There is an interesting CNN article titled, “What the Fed and Madonna have in common”. The main highlight: Fed Chairmen while trying to maintain their three main goals of maximum employment, stable prices, and moderate long-term interest rates have tweaked their methods to suit the running conditions of the economy during the Fed’s 109-year history since 1913. In the early 80s, Paul Volcker acted with more authority and power rather than seeking consensus. He did not give advance notice to markets about what the Fed could be doing. In a way, he was not dealing with a globalized economy and could be more focused on solving an American problem.

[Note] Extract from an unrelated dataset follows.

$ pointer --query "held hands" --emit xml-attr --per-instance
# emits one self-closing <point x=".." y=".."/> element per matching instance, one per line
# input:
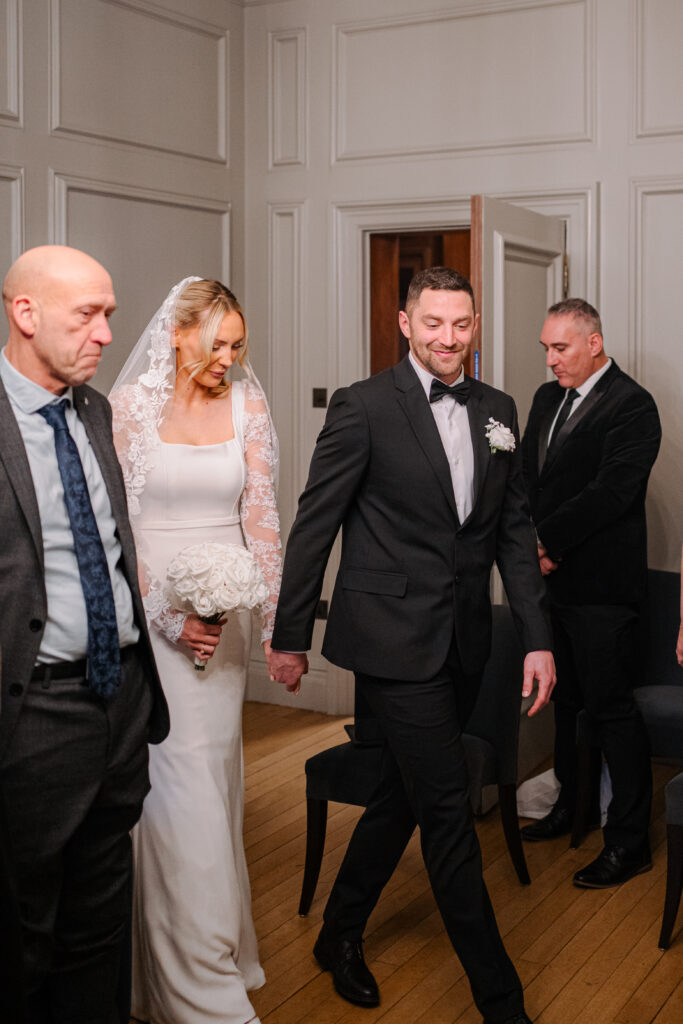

The Fed could be raising or lowering rates without much of a scheduled FOMC-type meeting. Even now the Fed has the freedom to do things in an emergency like how they dropped rates on a Sunday in Mar 2020 during the pandemic, it is very unlikely that the Fed will act inter- meetings without a level of real urgency.
The market consensus clearly for this week is for the Fed to raise rates by 75 basis points and I think that should happen. The Fed has almost telegraphed that to the public. Anything to the contrary will be the surprise element. For the month of Aug, we do not have an FOMC meeting and I don’t think we will have any Fed action for Aug. By September the inflation fear should start to roll off and I wouldn’t be surprised if the Fed stopped raising rates at all for some time.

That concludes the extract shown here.